眉間にシワを寄せ、不快そうな顔をする雄一。
「言ったわよ」
「……は?」
「なに? シオから聞いてない? 今度の日曜に挙式よ」
「ちょ、ちょっと待ってください! その……この人は、あなたの恋人じゃないんですか?」
「恋人だってー。そんな初々しい言い方されると、照れちゃうわよね、雄一さん」
「答えてください!」
「そうだとして、何か問題あるかね?」
「いや、問題も何も、話にならないでしょ! なんで、青手木が自分の母親の恋人と結婚するなんてことになるんですか!」
「この人、株で失敗したの。だからよ」
……ホント、話の通じない人たちだ。
それとも、僕の理解力が足りないんだろうか?
「失敗じゃない。ベッカー商事の株は、必ず回復するはずだ」
「負け惜しみは見苦しいわよ」
「……ふん。どう解釈するかは、お前の勝手だ」
「だから! ちゃんとわかるように説明してください!」
「やーね。千金良くん、怒りっぽいわよ。カルシュウム足りてる?」
ブチ切れそうだ。
ホント、青手木の関係者は、僕をイラつかせるのがすこぶる上手いな。
「はいはい。そんなに睨まなくても、説明するわ。えっとね、つまり、雄一さんはお金が必要になったよ。で、家のお金が必要になったわけ」「それが、青手木の結婚と、どういう関係……」
「焦らないの。説明するって言ってるでしょ」
「ふん。餓鬼は、これだから……」
馬鹿にしたような目で、雄一が見てくる。
よし、最初に殴るのは、こいつからだな。
「お金が必要だからって、簡単に、はい、どうぞって渡すわけにはいかないのよ。色々、税金がかかっちゃうでしょ。もったいないじゃない」
「……」
前置きが長いのは我慢しよう。
また、雄一に馬鹿にされるのは、しゃくにさわるからな。
「で、どうすればいいか。
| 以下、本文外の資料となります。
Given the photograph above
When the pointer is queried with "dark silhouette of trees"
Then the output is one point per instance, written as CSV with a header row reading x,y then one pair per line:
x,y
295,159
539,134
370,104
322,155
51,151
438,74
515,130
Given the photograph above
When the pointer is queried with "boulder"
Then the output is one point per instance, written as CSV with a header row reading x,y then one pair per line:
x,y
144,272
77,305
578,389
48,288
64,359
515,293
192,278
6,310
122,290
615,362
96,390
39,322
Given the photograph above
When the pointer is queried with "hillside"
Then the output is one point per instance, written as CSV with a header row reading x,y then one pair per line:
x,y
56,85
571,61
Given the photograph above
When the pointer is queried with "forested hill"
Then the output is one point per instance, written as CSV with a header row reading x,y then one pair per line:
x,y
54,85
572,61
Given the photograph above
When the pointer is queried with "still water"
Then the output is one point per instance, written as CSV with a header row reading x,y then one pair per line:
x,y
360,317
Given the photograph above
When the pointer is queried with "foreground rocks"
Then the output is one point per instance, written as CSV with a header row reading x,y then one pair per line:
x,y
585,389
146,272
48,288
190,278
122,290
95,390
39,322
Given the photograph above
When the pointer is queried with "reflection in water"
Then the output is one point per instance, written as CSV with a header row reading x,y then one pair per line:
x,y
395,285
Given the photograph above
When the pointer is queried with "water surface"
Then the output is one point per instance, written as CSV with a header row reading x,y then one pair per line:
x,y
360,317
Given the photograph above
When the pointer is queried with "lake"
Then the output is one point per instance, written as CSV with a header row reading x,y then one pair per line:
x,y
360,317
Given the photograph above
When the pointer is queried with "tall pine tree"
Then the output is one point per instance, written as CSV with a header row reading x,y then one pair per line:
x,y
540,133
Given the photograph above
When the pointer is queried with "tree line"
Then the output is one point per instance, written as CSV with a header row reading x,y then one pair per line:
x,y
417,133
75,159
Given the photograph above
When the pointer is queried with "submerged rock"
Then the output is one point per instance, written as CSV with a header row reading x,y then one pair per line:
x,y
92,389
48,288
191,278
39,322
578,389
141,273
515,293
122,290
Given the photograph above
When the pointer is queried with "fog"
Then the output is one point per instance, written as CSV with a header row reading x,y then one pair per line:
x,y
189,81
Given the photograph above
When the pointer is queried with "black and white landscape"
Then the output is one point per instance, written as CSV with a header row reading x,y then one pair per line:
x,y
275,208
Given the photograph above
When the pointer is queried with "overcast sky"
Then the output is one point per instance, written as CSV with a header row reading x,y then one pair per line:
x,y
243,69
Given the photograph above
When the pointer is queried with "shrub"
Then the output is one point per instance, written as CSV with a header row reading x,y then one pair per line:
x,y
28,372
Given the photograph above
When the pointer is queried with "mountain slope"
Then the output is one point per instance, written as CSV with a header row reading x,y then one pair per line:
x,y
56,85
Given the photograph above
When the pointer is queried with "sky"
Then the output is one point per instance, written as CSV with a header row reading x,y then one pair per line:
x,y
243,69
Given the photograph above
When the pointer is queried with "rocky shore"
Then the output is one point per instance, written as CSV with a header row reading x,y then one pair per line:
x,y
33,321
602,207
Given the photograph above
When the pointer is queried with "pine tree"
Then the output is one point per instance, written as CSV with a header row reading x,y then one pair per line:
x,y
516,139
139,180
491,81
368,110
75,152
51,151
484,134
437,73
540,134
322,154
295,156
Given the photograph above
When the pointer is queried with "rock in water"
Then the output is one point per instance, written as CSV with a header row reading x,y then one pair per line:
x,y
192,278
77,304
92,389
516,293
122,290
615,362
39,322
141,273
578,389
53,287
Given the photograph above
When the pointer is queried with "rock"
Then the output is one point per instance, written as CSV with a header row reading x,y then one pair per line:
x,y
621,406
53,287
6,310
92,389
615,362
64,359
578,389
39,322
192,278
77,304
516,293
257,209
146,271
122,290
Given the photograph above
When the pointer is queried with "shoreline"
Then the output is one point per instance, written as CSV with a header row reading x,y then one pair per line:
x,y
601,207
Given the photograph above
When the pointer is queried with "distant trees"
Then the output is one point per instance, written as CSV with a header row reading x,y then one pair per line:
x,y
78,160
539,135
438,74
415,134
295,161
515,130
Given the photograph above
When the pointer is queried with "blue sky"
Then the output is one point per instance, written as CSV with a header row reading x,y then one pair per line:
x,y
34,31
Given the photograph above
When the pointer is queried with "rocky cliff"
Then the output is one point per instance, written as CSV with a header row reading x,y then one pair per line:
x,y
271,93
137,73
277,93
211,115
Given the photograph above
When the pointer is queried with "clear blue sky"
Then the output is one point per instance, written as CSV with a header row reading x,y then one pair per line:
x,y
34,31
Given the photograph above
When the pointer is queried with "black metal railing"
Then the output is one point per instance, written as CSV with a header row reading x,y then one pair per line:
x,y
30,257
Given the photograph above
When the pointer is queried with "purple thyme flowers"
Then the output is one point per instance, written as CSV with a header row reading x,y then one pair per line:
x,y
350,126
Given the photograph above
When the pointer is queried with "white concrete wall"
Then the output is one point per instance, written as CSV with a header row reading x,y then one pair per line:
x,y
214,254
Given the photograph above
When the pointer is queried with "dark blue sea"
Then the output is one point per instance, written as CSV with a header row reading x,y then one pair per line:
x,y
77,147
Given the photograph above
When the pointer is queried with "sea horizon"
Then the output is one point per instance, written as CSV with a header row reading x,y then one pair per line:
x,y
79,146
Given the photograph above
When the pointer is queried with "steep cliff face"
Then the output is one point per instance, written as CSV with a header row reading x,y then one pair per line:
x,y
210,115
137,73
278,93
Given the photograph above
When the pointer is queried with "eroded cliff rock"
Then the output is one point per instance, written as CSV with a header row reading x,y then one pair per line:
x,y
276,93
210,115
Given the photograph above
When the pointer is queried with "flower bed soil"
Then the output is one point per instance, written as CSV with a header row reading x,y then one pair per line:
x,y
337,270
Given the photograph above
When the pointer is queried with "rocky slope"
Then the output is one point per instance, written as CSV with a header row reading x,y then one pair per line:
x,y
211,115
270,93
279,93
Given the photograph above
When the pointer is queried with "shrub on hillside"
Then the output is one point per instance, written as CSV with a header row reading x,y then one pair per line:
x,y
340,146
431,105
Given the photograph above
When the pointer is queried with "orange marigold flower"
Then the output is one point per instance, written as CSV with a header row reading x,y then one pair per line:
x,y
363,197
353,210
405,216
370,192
それは、家族になっちゃえばいい。財産は共有になるから簡単に渡せるのよ」
「……お金のやり取りのことはよくわかりませんが、それなら、あなたが結婚すればいいんじゃないですか? てか、それが普通だと思うんですけど」
確か、青手木のお母さんは結婚してないと言っていた気がする。
だから、重婚とかにはならないはずだ。
「私、縛られるの、きらーい。結婚なんて冗談じゃないわよ」
「は?」
「だから、シオと結婚させるってわけ。いいアイディアでしょ」
その言葉で、僕の頭の中は真っ白になった。
そして、僕の脳裏には、ベッドの中で涙を流していた青手木の寝顔が思う浮かんでいた。